10, 11, 12, 13 ... operation button, 14 ... direction instruction key,
16, 18 ... analog stick, 20, 22 ... R, L button, 100 ... processing unit,
102: input reception unit 104: game processing unit 106: character processing unit
108: animation processing unit 110: timing processing unit 112: music reproduction unit
114 ... object control unit, 116 ... determination unit, 120 ... display processing unit, 160 ... operation unit,
170 ... storage unit, 171 ... music information storage unit, 172 ... game progress history storage unit,
173: field object information storage unit 174: animation information storage unit
180 ... storage medium, 190 ... display unit, 192 ... sound output unit, 194 ... I / F unit,
195 ... portable information storage medium, 196 ... communication unit, 500 ... server system,
510: Network, AR1 to AR5: Area, CA: Character,
FE ... field, OB (OB1 to OB4) ... object, RO ... movement path,
TM1 to TMn: Terminal device, VC: Virtual camera, Vm: Movement direction

Claims (11)

An animation processing unit that performs animation processing of a moving object based on operation information of the player;
As a timing processing unit that determines a reference timing based on operation information of the player, and determines timing information of sounds output during a game based on the reference timing.
Make the computer work
The animation processing unit
A program characterized by performing the animation processing of the moving object in accordance with timing information of the sound.
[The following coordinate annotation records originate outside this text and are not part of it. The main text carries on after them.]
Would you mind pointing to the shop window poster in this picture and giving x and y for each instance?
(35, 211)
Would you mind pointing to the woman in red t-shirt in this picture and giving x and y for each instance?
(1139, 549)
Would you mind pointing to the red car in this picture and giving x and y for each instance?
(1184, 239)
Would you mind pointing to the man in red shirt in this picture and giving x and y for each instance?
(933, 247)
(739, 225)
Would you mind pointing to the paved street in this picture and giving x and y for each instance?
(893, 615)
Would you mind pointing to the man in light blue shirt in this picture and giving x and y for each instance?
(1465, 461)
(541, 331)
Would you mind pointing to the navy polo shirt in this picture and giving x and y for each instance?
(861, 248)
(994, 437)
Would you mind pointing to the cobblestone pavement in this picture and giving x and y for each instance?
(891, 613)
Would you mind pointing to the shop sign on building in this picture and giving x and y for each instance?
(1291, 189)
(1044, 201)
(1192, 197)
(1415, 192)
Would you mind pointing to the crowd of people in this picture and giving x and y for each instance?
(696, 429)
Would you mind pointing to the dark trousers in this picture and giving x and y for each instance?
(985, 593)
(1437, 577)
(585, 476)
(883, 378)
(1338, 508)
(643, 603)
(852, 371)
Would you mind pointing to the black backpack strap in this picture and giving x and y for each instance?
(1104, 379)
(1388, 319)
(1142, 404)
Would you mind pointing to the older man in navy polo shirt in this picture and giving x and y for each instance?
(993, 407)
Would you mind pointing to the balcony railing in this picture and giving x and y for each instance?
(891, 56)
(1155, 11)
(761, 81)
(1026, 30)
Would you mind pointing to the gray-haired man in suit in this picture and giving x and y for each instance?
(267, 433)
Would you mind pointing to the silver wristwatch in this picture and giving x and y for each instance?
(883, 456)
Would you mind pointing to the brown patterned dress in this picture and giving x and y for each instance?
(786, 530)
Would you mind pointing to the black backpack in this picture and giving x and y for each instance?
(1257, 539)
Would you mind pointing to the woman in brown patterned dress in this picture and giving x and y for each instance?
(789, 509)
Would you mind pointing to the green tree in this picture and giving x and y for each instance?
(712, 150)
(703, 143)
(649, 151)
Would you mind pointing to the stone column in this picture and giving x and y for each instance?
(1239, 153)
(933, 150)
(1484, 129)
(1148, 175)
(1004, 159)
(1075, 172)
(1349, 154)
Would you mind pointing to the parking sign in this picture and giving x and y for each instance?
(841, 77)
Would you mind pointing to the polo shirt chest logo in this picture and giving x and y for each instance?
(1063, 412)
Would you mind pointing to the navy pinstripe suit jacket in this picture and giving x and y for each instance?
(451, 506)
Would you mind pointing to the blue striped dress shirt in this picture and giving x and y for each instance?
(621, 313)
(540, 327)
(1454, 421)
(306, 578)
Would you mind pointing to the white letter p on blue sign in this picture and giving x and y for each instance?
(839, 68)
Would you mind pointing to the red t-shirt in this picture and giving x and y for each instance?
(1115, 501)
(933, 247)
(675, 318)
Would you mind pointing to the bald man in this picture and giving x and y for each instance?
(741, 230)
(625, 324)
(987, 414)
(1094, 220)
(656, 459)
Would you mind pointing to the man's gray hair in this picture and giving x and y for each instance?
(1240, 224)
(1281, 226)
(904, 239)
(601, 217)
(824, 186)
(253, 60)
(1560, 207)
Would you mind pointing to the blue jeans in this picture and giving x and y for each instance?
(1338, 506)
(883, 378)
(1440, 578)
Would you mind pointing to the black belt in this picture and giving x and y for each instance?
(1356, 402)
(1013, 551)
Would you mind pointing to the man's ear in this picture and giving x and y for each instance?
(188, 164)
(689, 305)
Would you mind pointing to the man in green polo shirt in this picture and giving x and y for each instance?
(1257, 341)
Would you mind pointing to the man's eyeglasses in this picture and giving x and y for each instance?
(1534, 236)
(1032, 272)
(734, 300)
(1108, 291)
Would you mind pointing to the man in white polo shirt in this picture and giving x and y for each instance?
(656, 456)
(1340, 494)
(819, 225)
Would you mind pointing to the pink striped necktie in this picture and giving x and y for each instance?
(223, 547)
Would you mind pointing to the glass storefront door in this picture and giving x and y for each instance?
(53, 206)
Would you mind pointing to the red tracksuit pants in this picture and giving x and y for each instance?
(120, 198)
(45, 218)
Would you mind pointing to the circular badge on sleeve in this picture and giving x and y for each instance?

In claim 1,
The animation processing unit
A program for performing adjustment processing of animation information of the moving object used for the animation processing based on timing information of the sound. In claim 2,
The animation processing unit
The program is characterized in that the adjustment process is performed such that the moving body operates in accordance with the timing information of the sound. In claim 2 or 3,
The animation information is associated with key frame information representing a key frame,
The animation processing unit
The program is characterized in that the adjustment process is performed such that the timing represented by the timing information of the sound matches the reproduction timing of the key frame represented by the key frame information. In claim 4,
The program characterized in that the reference timing is the reproduction timing of the key frame. In any one of claims 2 to 5,
The animation processing unit
A program characterized by performing determination processing of the animation information to be an object of the animation processing, and performing the adjustment processing on the determined animation information. In claim 6,
The animation processing unit
A program characterized in that the decision processing of the animation information is performed based on timing information of the sound. In claim 7,
Parameters are associated with the timing information of the sound,
The animation processing unit
The program which performs the decision processing of the animation information based on the parameter. In claim 8,
The sound reproduced in the game is music represented by music information,
The program is characterized in that the parameters are parameters relating to at least one of volume, pitch, and timbre. In claim 6,
The sound reproduced in the game is music represented by music information,
The animation processing unit
The determination process of the animation information is performed based on at least one of the music information, operation information of the player, information of a field in which the moving body moves, and state information indicating a state of the moving body. And the program to be. An animation processing unit that performs animation processing of a moving object based on operation information of the player;
A timing processing unit that determines a reference timing based on operation information of the player, and determines timing information of a sound to be output during a game based on the reference timing;
Including
The animation processing unit
A game system characterized in that the animation processing of the moving object is performed according to timing information of the sound.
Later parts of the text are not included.